Villagers in southwestern China infuriated by a factory that was polluting the environment smashed its offices and equipment, and later clashed with police, underscoring the potential for such concerns to trigger violent unrest.
Residents of Baha, a village in Yunnan province, said Wednesday that police were arresting people involved in Friday’s clash at the local police station. The official Xinhua News Agency said police had identified 16 suspects.
Three villagers reached by phone said they had grown increasingly angry over a local metalwork factory that had been coughing up black smoke and discharging polluted wastewater into the rural area.
When the factory’s boss refused to meet with villagers last week, they smashed cars, equipment, offices and dormitories, said Nong Dingting and Huang Liangzheng, two of the villagers.
“We have been living with the factory for 14 years, and we live in dust almost every day and can’t sell our rice and other farm products,” Huang said. “We need to live.”
Police were ordering villagers who took part in the clashes to surrender, Xinhua said. Huang said he was on his way to the police station.
“Yes, I am one of those people they are looking for, and I have nothing to fear,” Huang said.
An official at Guangnan county’s Communist Party propaganda department who gave his surname as Lei said he did not have any information about the incident. Calls to county police rang unanswered.
Environmental protests are on the rise in China, with the public becoming increasingly critical of the fouling of the country’s air, soil and waterways by decades of breakneck development.

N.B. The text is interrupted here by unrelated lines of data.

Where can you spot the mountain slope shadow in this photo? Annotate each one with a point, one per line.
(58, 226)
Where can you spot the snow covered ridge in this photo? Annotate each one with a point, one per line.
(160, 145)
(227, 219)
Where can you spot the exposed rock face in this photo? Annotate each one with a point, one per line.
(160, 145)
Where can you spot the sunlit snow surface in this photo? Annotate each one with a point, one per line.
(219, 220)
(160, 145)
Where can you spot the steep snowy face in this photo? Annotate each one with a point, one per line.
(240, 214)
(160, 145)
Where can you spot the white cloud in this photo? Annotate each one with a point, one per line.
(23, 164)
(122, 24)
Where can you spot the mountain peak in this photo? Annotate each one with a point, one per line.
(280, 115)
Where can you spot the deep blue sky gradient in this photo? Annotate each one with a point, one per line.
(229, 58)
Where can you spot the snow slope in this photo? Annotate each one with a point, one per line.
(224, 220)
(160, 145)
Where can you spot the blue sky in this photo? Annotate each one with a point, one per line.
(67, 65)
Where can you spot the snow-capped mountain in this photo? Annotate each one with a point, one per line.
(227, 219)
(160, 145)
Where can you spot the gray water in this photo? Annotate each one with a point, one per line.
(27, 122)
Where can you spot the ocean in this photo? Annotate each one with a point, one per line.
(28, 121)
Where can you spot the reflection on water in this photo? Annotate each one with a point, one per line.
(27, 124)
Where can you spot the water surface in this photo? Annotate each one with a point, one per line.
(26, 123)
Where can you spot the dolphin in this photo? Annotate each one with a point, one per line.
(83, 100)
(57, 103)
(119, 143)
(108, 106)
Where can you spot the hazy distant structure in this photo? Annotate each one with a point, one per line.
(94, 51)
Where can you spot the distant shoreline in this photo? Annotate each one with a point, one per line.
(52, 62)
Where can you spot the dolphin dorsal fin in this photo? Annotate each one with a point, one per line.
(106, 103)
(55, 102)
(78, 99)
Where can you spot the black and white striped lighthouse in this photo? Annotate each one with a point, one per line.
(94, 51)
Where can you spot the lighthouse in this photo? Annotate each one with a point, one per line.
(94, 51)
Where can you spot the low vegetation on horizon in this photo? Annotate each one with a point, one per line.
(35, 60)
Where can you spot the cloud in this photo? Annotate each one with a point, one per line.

Pollution concerns resonate well among Chinese, who are forced to live alongside the consequences, and such unrest poses a serious political challenge to the Communist Party. Anger over the party’s response, or lack thereof, to environmental woes can easily fuel wider dissatisfaction with corruption and a lack of official accountability.
Most protests have taken place along China’s developed coastal region, reflecting the area’s heavy pollution from industry as well as the wealthier citizenry’s rising demands. But the latest unrest was in rural Yunnan, highlighting the spread of environmental concerns further inland.
Yunnan’s provincial capital, Kunming, was also the site of large protests last year against a planned petroleum refinery that were largely peaceful despite minor scuffles between demonstrators and police.
In the most recent unrest, the villagers said they went to the police station to seek the release of a few of the people who had been detained after the attack on the factory. It was police who first attacked the villagers, said Lin Huasheng, another Baha resident.
Lin said several villagers were hurt, while Xinhua said two government employees had been injured.
The villagers also disputed other points reported by Xinhua, including that the factory had suspended operations in October. Nong, one of the Baha residents, said the factory had been operating right up until the Jan. 31 Lunar New Year holiday. One thing seems clear: the use of civil disobedience appears to have gotten the attention of officials and succeeded in makin the factory suspend operations.